Six tips for raising earthworms

by jindinongye on 2010-09-30 07:02:33

Six Suggestions for Worm Farming

The six suggestions for worm farming are provided by Jindi Agricultural Earthworm Farming Base.

Many countries around the world, such as the United States, Japan, Canada, the United Kingdom, Germany, and Australia, place great importance on the application, research, and breeding of earthworms. Earthworms are gradually becoming high-protein feed, human food, and medicine. They also play a significant role in improving soil, eliminating public nuisances, protecting the ecological environment, promoting material recycling and comprehensive utilization, maintaining ecological balance in nature, and preserving biodiversity. Animals like earthworms, which have advantages such as wide distribution, simple feeding, low cost, and significant impact, indeed deserve extensive research and development. Many biological science workers in our country have conducted considerable work in earthworm biology, resource surveys, earthworm farming, and applications, laying a certain foundation for further development of the earthworm farming industry. However, just like any other industry, earthworm farming should develop according to local conditions and proceed steadily. For this reason, I would like to offer some preliminary suggestions:

1. Worm farming based on local conditions

Our country has vast territory, diverse climate and soil conditions, complex ecological environments, numerous types of earthworms, and abundant quantities. Each region should strengthen the census of earthworm resources to provide scientific basis for their development and utilization, lay the foundation for introducing species, selecting and breeding, and hybrid breeding, and do well in the protection and sustainable use of earthworm resources, protecting the diversity of earthworms. It is necessary to make full use of local earthworm resources and avoid blind introduction.

2. Comprehensive utilization of worms

In foreign countries, worm farming often considers comprehensive utilization. Worms are often a byproduct in the process of dealing with public nuisances and used as feed, so the cost is relatively low. In Japan, for example, most worm farms are attached to paper mills, allowing worms to digest the waste sludge and residues discharged during the papermaking process. This not only eliminates public nuisances but also saves manpower and material resources. The resulting worms and worm castings can be used as feed and fertilizer, achieving two goals at once. A 16,500 square meter worm farm can handle nearly 3,600 tons of waste sludge annually while producing about 200 tons of high-protein feed and approximately 220 tons of high-quality worm castings. Therefore, I suggest that we should vigorously promote comprehensive utilization in the future, using worms to handle urban household waste, industrial sludge, wastewater, leaves, fallen fruits in gardens, straw, manure, biogas pool residues, and other organic materials in rural areas. For acidic soils in southern China and saline-alkali and sandy lands in the north, comprehensive management through worm farming can reduce the cost of worm farming. Worm farming can also be combined with mushroom cultivation, snail farming, cattle farming, etc., forming a virtuous cycle of materials.

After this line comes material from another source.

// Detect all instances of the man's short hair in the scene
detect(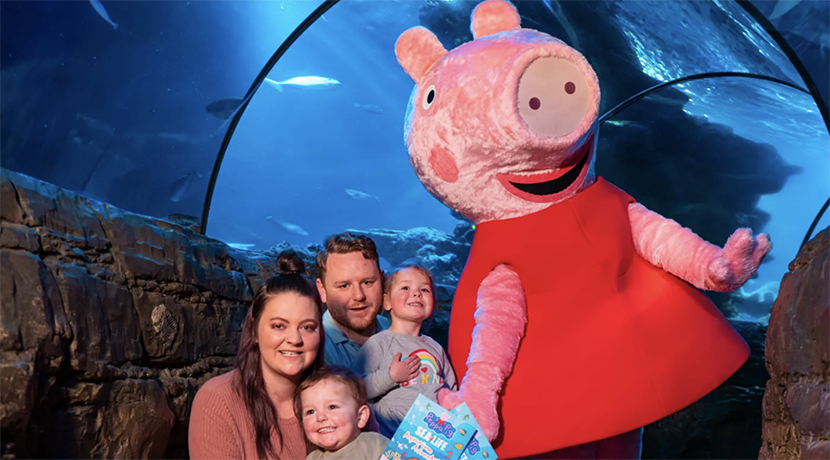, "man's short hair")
[317,232,380,282]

3. Scientific worm farming

Within a certain period, the yield per unit area of worms mainly depends on the multiplication factor of worms, i.e., the proliferation rate. The proliferation rate of worms is primarily determined by the following factors: the number of cocoons produced per worm per year; the average hatching rate of cocoons, i.e., the average number of young worms hatched from each cocoon; the survival rate of young worms; and the generation interval days of worms. Therefore, it is essential first to select worm breeds with high proliferation rates for farming. At the same time, scientific feeding management should be strengthened to fully utilize their production potential. To increase the proliferation rate of worms, basic theoretical research on worms should be strengthened, and various advanced technical means (including biohormones, cytological technology, etc.) should be used to promote early maturation, shorten growth cycles and sexual cycles, aiming for more egg-laying and higher yields.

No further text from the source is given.